Normally I really dislike being told "you are doing it wrong", especially when it is true, but sometimes that's the only conclusion you can reach.

Today I booked a bunch of things for a trip to the South Island in January. Payment for everything online is ubiquitiously via credit card (or PayPal which I avoid due to their poor treatment of customers, or Amazon which I avoid because of patent abuse ). Which meant that I got to fight with a bunch of input validation for credit card information.

As others have observed many of these web forms are written by programmers that think that the only solution to getting the data in the format that they want is to insist that the user types it in exactly as they had in mind (sometimes not even revealing what they had in mind until the error message, or in a few particularly blatant instances not revealing it at all, turning it into a text based puzzle). While it might have been true in the 1980s that programmer time was more valuable than user time, or that CPU time was more valuable than user time, it's certainly not true now. A little effort and a trivial amount of CPU time allows reformatting the input when necessary to the format required.

For instance:

  • Credit card numbers are most easily entered in groups of 4 separated by spaces (or hypens) because the human brain can remember a small number of small chunks easier than a large set of things, and it's much easier to check all the digits are present and accounted for. But the backend algorithms want a raw string of numbers. The wrong (but alas common) solution is to insist that the user types in a string of 16 digits without any grouping to match the backend. The right solution is to use a tiny bit of CPU to transform the input, eg:

    $cc =~ s/\D//g;     # Perl: strip out anything not a digit
    

    and then do your other validation.

  • Some sites try to avoid the "way too many digits" problem by insisting that the digits be entered into separate boxes for each group. Right idea, wrong implementation. They either end up trying to auto-tab into the next box for the user frustrating users who are used to form-based UIs and are tabbing over themselves, or they don't auto-tab frustrating users who are just used to typing it all in. (The correct solution if you must go down this path is to eat the tab to next field if it happens immediately after you've auto-jumped to the new field, and to properly handle backspacing back across the field boundaries. Few if any sites get this part right.) But even if you solve that problem splitting into lots of separate boxes defeats cut'n'pasting the whole number. In theory that too could be solved, but I've yet to see a site get that part right.

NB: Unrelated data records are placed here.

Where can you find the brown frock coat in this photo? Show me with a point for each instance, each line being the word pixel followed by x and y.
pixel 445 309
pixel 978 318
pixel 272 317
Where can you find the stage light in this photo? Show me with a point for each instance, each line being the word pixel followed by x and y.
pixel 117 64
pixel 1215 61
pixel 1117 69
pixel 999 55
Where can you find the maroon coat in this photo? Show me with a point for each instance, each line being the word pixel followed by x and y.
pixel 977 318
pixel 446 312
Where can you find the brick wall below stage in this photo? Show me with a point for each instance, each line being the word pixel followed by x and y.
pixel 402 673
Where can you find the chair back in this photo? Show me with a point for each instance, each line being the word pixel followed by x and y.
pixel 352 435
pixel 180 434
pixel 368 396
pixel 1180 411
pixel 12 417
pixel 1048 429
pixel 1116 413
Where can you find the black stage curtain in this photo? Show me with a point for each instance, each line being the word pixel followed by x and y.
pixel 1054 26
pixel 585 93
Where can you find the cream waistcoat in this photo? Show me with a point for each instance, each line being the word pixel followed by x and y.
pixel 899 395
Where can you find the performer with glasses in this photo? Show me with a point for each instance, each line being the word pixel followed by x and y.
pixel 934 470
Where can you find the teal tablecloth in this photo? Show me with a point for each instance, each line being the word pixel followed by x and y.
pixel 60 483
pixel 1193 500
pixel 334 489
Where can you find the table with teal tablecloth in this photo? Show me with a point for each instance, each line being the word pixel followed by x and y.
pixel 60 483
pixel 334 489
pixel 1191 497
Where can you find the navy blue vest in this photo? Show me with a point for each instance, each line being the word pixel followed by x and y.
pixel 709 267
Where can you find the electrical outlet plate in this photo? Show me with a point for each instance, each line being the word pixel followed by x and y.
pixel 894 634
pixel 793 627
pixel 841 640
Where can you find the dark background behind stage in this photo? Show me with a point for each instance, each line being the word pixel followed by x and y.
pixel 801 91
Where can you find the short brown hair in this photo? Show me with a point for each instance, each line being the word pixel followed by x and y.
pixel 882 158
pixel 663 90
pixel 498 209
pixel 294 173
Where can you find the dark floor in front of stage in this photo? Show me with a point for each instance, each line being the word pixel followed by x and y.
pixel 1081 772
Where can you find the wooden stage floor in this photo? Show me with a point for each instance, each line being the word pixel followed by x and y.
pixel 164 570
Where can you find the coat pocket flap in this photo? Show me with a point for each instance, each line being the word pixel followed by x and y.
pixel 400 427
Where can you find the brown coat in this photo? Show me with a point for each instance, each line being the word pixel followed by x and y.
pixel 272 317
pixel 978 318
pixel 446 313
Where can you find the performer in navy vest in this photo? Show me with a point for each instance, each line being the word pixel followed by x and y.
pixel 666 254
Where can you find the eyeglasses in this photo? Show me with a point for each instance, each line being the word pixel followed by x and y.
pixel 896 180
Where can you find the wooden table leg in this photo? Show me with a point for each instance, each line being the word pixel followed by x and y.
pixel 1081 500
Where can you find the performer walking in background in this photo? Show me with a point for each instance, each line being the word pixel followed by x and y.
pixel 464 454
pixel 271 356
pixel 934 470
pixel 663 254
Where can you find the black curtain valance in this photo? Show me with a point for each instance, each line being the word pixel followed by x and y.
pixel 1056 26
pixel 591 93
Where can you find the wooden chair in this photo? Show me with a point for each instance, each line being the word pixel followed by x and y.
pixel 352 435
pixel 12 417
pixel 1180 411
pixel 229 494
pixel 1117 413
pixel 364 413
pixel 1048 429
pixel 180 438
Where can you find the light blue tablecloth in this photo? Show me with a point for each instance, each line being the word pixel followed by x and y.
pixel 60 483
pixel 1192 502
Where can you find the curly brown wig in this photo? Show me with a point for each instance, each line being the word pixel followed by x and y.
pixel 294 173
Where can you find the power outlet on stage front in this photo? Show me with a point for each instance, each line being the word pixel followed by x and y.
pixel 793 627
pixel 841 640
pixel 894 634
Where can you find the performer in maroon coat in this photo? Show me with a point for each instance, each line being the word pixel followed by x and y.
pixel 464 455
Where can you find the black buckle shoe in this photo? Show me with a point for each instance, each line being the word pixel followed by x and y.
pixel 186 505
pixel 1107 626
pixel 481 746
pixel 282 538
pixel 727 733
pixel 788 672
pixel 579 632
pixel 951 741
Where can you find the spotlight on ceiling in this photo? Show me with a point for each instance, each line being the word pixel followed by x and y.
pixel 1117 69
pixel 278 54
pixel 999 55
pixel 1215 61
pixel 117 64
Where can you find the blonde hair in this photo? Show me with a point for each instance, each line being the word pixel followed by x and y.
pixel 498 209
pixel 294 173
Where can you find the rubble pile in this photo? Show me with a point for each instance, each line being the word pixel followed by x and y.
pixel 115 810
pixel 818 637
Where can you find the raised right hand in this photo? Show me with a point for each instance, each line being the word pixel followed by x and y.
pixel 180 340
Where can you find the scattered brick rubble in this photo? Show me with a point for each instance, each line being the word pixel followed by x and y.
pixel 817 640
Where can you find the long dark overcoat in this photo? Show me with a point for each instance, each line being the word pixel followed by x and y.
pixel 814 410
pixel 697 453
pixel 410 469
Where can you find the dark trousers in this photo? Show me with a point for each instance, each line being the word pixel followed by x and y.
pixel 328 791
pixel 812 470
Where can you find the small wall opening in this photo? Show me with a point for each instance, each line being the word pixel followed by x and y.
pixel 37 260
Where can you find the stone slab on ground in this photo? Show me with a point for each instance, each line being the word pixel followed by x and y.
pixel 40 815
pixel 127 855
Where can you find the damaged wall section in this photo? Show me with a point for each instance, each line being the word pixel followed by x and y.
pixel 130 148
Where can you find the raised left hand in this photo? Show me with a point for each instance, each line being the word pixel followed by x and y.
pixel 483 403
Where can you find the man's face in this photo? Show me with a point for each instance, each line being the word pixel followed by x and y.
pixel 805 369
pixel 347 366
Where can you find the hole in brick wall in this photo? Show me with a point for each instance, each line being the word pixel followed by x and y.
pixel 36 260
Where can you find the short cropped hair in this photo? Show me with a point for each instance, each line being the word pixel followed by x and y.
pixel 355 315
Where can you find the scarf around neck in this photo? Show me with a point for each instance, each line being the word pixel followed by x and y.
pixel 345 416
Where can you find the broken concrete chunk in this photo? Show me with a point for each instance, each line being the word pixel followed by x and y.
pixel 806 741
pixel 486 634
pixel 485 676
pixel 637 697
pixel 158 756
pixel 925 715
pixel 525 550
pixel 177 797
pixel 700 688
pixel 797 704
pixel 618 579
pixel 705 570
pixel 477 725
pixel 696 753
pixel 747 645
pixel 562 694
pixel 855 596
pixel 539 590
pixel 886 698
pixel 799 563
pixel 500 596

  • There is a international standard for telephone numbers and "+" is widely recognised as the prefix for fully qualified phone numbers (and adopted by the GSM standards; see also World Telephone Number Guide). If you want a phone number from the user, you should accept it in fully qualified International format, starting "+CC" (where "+" is a literal, and "CC" is the country code), followed by "AAA" (area code, if any) and then the digits for the local number, eg +64-4-XXX-YYYY. The number of digits to follow the area code depends on the digits that lead up to it, as most PBXes know. If you don't want to embed all the phone numbering formats of the world then you should just accept up to 15 digits, the maximum required by E.164. (And as above you should accept the phone number with or without spaces or hypens, and just spend some CPU time getting it into the format you want.) In particular assuming that the whole world uses the NANP is just wrong, even if you make a token acceptance of the rest of the world by accepting a country code that is not 1.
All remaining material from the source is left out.